Rep. Bonnie Watson Coleman (D-N.J.), the bill’s author, argued it’s essential to formally ban hair discrimination because African Americans are often penalized under workplace and school dress code policies for having natural hairstyles such as afros, braids and cornrows.
“Far too often, Black people, especially Black women and girls, are derided or deemed unprofessional simply because their hair does not conform to white beauty standards,” Watson Coleman said on the House floor.
“Our natural hair is as innate a quality of Black people as the presence of melanin in our skin.
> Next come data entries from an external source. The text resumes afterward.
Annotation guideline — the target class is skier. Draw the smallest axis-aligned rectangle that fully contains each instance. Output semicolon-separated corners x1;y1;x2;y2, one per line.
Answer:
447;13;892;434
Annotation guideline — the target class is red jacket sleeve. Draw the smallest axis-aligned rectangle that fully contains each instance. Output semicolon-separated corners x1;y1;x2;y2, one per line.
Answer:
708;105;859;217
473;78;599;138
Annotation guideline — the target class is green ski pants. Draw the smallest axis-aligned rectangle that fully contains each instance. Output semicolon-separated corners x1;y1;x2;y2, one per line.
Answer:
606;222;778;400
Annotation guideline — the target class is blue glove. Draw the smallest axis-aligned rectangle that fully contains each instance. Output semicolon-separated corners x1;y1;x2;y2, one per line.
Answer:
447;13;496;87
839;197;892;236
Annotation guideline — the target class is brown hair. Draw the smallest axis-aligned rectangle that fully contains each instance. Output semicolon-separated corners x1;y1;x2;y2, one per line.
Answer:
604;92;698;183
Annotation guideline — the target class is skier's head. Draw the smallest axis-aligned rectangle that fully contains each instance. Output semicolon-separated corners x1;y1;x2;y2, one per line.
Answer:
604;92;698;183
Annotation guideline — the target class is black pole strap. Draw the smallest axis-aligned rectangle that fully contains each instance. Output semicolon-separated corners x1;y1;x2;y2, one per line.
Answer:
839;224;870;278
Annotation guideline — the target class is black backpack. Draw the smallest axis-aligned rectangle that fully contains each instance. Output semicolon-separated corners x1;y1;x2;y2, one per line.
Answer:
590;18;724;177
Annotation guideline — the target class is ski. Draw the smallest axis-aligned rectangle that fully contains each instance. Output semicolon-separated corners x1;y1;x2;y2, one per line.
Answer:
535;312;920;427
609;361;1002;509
Discriminating against our hair is no different is no different than discriminating against the color of our skin,” she said.
A 2019 study conducted by the JOY Collective found that Black women were 80 percent more likely to feel that they had to change their hair from its natural state to fit in at the office.
The vote on the bill came moments after the House passed legislation to designate lynching as a federal hate crime.
Democrats deliberately timed the votes on both bills for Monday, the last day of Black History Month.
Republicans questioned the need for new legislation formally banning race-based hair discrimination, arguing that it’s already prohibited under current law.
“Democrats are prioritizing this legislation, a bill to prohibit conduct already unlawful under our law, for political messaging reasons. This bill does not address any of the serious problems our country currently faces,” said Rep. Jim Jordan (Ohio), the top Republican on the House Judiciary Committee.
Rep. Lauren Boebert (R-Colo.) was more derisive.
As she cast a proxy vote on behalf of Rep. Louie Gohmert (R-Texas) against the legislation, Boebert panned the legislation as “the bad hair bill.”